项目总结/摘要 该应用针对的是胆管缺乏患者未满足的医疗需求，这些患者经常发生严重的 目前只能通过肝移植治愈的胆汁淤积性肝损伤。我们的应用程序建立在我们的发现之上 肝细胞可以形成肝内胆管（IHBDs），其功能是逆转小鼠的胆汁淤积 IHBD严重缺乏的模型。肝细胞向胆管细胞的转化已有报道，但我们的小鼠 该模型建立了肝细胞可以从头开始建立治疗有效的胆道系统。我们 假设我们的小鼠模型已经揭示了肝细胞向胆管细胞转化的全部潜力 由于其IHBD缺乏的严重性及其独特的遗传组成，影响了NOTCH和 TGF β信号传导，胆管发育的主要调节因子。我们建议确定机制 在我们的小鼠模型中负责肝细胞自发IHBD恢复，长期目标是 启发组织工程方法并开发胆管相关疾病的治疗方法 匮乏。在目标1中，我们将定义NOTCH和TGF β驱动肝细胞转化之间的相互作用- 至胆管细胞并组装成IHBD。

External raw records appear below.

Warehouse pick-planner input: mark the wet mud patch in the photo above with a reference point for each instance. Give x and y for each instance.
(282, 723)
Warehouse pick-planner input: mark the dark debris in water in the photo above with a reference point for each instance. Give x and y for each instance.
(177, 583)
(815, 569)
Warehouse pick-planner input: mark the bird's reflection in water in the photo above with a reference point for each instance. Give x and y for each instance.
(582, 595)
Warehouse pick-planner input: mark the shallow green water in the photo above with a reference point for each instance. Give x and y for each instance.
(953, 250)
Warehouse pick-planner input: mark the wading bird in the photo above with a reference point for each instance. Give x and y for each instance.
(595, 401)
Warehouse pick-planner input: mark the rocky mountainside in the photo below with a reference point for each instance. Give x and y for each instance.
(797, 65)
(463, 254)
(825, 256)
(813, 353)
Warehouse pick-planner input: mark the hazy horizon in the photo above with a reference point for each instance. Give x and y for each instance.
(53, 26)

为此，我们将使用体内小鼠模型来执行 调节TGF β信号传导的药理学和遗传学方法用于检查“步骤”（转化 和形态发生）。此外，我们将调查 TGF β效应子的缺失影响转录顺式调节因子与转录调控因子之间的关联的机制 复合物诱导肝细胞向胆管细胞转分化。目标2，其中我们将定义 驱动肝细胞向胆管细胞转化并组装成IHBD的转录网络也将 为这些努力提供信息。为此，我们将研究在体内转化肝细胞时，哪些转录因子是 活性，并验证其在微模式共培养系统中稳定的原代肝细胞中的功效， 胆管球形态发生测定。利用从这些实验中获得的洞察力，我们将表达 使用非整合的、无毒的腺相关病毒在体内对胆管分化和管形成的效应 用于将基因递送至肝细胞的病毒载体。我们的研究将产生新的见解， 调节肝细胞特性、胆管发育和再生。